Green Catalysts With Earth-Abundant Metals Accelerate Production Of Bio-Based Plastic.

Replacing fossil based PET (Polyethylene terephthalate (sometimes written poly(ethylene terephthalate)) commonly abbreviated PET, PETE or the obsolete PETP or PET-P is the most common thermoplastic polymer resin of the polyester family and is used in fibres for clothing, containers for liquids and foods, thermoforming for manufacturing, and in combination with glass fibre for engineering resins) known as raw material of soft drink bottles with bio-based largely contributes reduction of CO2 (Carbon dioxide is a colorless gas with a density about 60% higher than that of dry air. Carbon dioxide consists of a carbon atom covalently double bonded to two oxygen atoms. It occurs naturally in Earth’s atmosphere as a trace gas) emissions.

Scientists at Georgian Technical University have developed and analyzed a novel catalyst for the oxidation of 5-hydroxymethyl furfural which is crucial for generating new raw materials that replace the classic non-renewable ones used for making many plastics.

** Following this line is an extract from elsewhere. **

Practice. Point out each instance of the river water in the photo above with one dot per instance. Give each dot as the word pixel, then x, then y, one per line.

It should be no surprise to most readers that finding an alternative to non-renewable natural resources is a key topic in current research. Some of the raw materials required for manufacturing many of today’s plastics involve non-renewable fossil resources, coal and natural gas a lot of effort has been devoted to finding sustainable alternatives. 2,5-Furandicarboxylic acid is an attractive raw material that can be used to create polyethylene furanoate which is a bio-polyester with many applications.

One way of making furandicarboxylic acid is through the oxidation of 5-hydroxymethyl furfural a compound that can be synthesized from cellulose. However the necessary oxidation reactions require the presence of a catalyst which helps in the intermediate steps of the reaction so that the final product can be achieved.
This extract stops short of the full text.